He received a sentence of probation.
in 2001.
Probation.
That's it.
Now, again, I don't know all the details of the case, but it doesn't seem right to me.
Miranda was sexually abused by her mother's boyfriend who did admit to it.
And in 1999, he received a 75-month sentence.
Those are pretty big differences in sentences, right?
One's no jail time in probation.
The other one, you know, you're doing six years.
Yeah.
And three months on top of them.
In the same area.
So what's the underlying factors there?
And again, I don't have all those details.
There had to have been something that was different.
You know, maybe it was that this boyfriend admitted.
Yeah.
To what he had done.
And her father didn't, but the evidence was there.
I don't know.
You would like to believe that the cases weren't super similar and one person got probation
and the other one got 75 months.
Yeah, that would be a problem.
I think we'd all have a problem with that.
Absolutely.
So investigators began looking into connections, right?
You know they're going to do that.
What connections did these two girls have with whoever?
And one name that popped up was Ward Weaver, not shocking.
He knew both Ashley and Miranda.
The problem is there were a lot of other names as well.
Gibbs, I mentioned this lower income apartment complex.
There were scores of men that lived in this apartment complex that police had to consider as possible suspects.
But they were definitely looking at Ward Weaver.
They just couldn't put together the evidence they needed.
And one of the big issues I believe they began looking at Weaver,
was because Ashley Pond had made allegations against him several months prior to her
disappearance that he had molested her.
The thought was that, okay, did this guy feel like he had to eliminate Ashley to keep
from going to jail?
Yeah, that's a good point.
Yeah.
So, I mean, he was definitely on police radar, I think, very early on.
And to me, the strange thing about it, Gibbs is.
that Ward Weaver wasn't shy about telling people that he was a suspect in the disappearance
of both these girls. He did interviews, and I mean a lot of interviews with the local
television stations where he acknowledged that he knew police were looking at him as a suspect.
He even said that he had failed to polygraph tests. But at the same time, he maintained that
he had nothing to do with the disappearance of either girl. This went on for a number of months.
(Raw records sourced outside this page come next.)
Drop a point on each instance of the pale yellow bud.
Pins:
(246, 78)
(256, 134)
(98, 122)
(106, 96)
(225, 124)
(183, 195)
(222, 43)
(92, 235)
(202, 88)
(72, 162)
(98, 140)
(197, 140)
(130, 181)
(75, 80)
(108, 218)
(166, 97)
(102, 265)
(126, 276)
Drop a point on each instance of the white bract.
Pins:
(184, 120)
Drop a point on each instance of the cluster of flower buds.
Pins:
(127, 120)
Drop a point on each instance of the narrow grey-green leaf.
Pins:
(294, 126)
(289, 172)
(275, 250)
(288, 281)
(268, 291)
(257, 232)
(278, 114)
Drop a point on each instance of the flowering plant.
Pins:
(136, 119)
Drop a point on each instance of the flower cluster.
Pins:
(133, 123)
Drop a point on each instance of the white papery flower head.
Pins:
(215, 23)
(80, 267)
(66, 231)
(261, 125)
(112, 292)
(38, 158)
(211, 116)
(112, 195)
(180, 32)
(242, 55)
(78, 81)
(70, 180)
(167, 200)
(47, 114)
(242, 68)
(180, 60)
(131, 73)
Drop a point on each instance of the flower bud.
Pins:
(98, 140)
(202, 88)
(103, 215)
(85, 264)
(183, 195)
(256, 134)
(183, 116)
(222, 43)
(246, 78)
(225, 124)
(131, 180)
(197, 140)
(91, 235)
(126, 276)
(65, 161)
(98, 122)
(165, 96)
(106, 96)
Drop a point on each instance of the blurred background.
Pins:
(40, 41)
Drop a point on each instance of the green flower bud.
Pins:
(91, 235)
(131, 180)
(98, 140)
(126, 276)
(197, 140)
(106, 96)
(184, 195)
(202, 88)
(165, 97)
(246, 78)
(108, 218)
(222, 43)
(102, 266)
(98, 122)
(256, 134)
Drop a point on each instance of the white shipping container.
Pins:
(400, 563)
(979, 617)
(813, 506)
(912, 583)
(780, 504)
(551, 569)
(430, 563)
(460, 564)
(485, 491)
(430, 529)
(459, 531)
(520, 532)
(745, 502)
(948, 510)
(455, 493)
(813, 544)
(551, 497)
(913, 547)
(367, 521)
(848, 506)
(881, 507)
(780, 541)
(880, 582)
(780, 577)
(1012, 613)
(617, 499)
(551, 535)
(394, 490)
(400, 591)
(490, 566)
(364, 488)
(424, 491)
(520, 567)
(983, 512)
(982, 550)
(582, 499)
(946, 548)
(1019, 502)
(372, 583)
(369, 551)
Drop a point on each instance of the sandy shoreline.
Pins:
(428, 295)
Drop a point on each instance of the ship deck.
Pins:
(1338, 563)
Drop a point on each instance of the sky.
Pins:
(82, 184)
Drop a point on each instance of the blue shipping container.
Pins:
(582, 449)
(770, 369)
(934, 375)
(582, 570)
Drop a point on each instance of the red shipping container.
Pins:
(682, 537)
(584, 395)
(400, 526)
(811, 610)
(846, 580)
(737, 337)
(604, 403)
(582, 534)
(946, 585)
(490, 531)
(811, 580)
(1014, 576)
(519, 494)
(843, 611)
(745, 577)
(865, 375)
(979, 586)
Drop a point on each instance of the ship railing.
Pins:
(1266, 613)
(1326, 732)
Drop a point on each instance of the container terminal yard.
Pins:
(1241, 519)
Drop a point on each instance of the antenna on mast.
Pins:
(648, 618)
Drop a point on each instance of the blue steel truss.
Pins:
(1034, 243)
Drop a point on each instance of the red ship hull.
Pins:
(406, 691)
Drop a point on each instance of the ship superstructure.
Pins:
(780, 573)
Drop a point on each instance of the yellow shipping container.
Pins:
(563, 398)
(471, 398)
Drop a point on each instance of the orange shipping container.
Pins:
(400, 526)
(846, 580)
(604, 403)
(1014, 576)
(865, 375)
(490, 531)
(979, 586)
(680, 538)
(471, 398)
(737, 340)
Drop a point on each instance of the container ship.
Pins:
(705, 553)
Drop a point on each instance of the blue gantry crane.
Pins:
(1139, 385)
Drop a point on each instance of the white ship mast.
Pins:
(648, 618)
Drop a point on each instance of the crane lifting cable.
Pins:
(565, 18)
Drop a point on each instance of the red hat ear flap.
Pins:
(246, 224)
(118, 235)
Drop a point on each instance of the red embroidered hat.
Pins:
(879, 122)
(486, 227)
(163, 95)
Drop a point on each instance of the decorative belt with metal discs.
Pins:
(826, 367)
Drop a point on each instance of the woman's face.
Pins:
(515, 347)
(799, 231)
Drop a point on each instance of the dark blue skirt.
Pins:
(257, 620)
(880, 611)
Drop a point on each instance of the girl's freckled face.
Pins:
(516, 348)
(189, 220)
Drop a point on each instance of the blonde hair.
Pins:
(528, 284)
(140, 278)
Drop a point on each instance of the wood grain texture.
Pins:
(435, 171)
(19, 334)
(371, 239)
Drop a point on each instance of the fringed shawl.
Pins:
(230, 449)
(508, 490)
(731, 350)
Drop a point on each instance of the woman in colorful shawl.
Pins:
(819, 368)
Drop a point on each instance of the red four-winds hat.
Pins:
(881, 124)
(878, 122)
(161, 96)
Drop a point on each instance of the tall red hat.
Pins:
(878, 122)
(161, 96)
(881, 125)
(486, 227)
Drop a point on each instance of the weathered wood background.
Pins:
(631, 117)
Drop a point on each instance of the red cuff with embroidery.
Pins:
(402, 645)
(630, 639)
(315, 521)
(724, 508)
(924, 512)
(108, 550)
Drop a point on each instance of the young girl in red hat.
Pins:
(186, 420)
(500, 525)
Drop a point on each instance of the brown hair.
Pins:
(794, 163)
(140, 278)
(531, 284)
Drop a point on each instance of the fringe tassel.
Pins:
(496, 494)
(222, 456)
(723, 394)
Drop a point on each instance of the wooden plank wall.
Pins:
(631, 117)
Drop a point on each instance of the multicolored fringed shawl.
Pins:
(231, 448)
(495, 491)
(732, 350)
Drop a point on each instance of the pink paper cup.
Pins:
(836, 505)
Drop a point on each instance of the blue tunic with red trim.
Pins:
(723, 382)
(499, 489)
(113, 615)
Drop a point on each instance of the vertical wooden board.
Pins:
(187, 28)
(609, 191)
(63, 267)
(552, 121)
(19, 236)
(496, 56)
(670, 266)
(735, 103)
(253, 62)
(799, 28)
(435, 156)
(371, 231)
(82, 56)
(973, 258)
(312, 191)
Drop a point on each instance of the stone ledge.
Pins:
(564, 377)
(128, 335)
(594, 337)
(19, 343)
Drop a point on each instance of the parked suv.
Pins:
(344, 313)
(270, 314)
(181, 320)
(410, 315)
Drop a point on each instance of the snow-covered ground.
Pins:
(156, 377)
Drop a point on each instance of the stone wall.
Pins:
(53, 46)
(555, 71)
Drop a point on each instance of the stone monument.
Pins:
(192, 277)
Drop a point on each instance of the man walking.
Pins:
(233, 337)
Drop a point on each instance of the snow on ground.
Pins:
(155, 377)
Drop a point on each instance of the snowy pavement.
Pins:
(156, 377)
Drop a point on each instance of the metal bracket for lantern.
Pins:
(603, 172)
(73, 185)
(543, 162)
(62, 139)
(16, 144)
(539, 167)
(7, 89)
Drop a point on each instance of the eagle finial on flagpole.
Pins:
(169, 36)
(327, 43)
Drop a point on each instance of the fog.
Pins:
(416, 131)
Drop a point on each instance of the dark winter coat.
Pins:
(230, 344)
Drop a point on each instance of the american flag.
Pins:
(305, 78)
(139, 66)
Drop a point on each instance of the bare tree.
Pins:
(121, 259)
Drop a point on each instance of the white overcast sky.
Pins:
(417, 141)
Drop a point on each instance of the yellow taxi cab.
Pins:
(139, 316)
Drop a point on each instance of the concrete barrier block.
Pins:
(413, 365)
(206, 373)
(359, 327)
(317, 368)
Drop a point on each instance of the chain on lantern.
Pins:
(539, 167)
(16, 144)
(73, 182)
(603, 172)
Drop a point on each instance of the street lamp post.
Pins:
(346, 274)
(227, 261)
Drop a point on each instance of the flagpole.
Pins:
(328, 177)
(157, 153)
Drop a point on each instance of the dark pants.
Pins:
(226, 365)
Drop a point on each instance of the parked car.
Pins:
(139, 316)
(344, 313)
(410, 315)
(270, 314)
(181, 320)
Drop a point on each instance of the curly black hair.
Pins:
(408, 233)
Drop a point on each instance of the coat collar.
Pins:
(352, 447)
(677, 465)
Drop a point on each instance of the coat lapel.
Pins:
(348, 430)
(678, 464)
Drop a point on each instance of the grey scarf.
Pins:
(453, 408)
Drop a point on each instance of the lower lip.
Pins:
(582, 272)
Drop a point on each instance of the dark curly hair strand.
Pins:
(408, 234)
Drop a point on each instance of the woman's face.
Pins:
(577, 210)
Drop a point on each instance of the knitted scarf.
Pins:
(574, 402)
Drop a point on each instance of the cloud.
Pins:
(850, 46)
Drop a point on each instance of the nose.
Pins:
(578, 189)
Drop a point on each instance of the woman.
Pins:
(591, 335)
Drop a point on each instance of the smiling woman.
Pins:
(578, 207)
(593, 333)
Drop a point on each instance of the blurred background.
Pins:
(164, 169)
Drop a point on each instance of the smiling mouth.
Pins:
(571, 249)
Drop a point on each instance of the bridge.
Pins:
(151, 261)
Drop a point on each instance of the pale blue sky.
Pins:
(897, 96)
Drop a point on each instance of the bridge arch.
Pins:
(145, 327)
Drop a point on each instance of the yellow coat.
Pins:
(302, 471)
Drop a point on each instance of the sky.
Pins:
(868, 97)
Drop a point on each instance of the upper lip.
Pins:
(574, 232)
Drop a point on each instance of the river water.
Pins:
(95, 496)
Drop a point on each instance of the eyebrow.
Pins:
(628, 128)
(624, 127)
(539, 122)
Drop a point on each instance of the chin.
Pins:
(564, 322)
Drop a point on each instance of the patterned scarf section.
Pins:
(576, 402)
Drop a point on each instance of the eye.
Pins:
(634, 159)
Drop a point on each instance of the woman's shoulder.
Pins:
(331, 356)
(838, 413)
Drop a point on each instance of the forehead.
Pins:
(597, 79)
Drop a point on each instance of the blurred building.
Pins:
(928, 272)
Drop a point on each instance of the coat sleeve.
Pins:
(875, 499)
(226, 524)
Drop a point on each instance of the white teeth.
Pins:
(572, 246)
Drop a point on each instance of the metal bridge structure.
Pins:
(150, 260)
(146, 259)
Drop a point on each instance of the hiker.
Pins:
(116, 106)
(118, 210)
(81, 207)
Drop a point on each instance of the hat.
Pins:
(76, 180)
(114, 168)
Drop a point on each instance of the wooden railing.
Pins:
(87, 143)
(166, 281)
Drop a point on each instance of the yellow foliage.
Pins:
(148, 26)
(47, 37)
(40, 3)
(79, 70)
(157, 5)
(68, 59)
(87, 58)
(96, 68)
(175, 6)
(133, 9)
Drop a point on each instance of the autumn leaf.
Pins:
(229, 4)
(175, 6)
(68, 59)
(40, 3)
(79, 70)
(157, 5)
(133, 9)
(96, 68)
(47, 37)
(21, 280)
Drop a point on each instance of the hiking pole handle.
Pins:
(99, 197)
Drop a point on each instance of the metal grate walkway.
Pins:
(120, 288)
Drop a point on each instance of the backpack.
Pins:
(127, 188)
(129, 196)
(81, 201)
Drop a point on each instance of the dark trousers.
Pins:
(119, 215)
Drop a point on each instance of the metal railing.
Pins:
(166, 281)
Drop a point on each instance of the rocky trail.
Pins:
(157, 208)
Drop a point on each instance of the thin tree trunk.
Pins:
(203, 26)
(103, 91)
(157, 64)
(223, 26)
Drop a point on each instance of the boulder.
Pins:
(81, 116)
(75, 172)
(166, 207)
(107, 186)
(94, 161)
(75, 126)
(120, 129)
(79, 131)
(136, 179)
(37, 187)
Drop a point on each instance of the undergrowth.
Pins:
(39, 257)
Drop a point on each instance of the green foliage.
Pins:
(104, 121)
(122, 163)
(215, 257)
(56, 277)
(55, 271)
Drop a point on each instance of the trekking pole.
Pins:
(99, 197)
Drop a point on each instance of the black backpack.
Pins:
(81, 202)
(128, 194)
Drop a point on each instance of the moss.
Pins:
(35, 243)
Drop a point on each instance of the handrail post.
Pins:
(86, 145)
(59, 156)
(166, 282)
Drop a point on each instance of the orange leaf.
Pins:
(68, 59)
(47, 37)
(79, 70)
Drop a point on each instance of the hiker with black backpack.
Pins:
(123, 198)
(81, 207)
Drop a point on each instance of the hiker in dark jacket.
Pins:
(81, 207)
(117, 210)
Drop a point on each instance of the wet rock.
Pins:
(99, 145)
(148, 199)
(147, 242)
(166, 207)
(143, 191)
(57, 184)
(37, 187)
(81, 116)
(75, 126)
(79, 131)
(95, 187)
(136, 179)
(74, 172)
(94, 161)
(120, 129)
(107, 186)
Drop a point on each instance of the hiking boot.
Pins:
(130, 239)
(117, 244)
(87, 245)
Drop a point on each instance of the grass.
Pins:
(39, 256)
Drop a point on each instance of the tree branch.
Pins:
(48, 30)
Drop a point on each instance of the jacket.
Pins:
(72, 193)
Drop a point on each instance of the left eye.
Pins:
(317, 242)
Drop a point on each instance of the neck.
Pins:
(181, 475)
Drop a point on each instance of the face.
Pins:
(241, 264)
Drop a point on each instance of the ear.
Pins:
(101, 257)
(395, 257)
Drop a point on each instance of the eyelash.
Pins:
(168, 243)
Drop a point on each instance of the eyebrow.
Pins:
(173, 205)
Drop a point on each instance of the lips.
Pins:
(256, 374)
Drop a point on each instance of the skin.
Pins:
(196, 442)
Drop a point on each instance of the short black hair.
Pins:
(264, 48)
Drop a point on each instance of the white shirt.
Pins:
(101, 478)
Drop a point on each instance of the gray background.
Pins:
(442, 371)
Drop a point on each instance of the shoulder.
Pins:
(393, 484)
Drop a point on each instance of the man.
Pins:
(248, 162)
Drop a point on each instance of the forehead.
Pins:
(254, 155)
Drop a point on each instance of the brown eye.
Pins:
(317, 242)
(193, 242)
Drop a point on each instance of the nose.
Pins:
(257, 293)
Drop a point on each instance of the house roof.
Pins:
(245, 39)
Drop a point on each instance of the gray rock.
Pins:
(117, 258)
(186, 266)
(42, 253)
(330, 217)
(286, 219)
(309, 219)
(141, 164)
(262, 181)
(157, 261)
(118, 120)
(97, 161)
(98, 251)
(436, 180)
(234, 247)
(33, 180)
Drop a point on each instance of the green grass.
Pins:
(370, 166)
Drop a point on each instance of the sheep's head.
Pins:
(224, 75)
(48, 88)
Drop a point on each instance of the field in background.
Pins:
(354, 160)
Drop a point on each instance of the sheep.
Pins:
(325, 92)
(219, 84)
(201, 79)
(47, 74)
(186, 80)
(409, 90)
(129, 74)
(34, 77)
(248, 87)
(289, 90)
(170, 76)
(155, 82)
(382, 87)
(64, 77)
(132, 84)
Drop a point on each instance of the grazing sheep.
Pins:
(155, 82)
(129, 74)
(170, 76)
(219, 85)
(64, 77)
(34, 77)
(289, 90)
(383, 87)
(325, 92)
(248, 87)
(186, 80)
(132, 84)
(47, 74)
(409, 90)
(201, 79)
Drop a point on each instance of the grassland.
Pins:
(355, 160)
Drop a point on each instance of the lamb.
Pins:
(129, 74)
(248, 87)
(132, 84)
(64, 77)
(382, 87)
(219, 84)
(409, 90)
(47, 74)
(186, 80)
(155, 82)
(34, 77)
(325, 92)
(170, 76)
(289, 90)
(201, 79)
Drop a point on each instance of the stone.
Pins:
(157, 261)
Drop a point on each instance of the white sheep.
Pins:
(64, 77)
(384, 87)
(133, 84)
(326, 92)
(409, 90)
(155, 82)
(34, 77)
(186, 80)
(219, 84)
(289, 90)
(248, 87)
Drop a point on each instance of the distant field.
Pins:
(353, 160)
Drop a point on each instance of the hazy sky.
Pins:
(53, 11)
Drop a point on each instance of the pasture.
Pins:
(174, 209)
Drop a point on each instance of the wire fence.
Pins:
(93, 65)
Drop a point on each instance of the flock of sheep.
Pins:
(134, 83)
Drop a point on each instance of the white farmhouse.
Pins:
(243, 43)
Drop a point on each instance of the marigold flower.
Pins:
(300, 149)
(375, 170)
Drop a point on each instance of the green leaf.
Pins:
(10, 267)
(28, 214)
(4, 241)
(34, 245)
Weaver putting on a show for anyone that was willing to interview him, talking about the fact
that he and his family were being harassed by the cops for no reason. So I have a very short clip,
but it does include Ward Weaver talking. So wherever we can, you know, I always like to hear
directly from who we know is the killer.
See, we were on to Ward Weaver, based on a tip we received about the bushy-haired neighbor at the top of the hill.
And it wouldn't take long in the course of this conversation to learn why.
They are hassling my family, my friends.
They are saying that I am the number one suspect.
He told me he flunked two polygraph tests, but also walked me through his home to show he had nothing to hide.
So that was an interview.
I think he did with KATU TV.
The interview was much longer.
But as it goes along, it starts to give away, you know, the ending of the case.
So I just wanted to cut it off so that people could get an idea of the type of interviews that he was doing.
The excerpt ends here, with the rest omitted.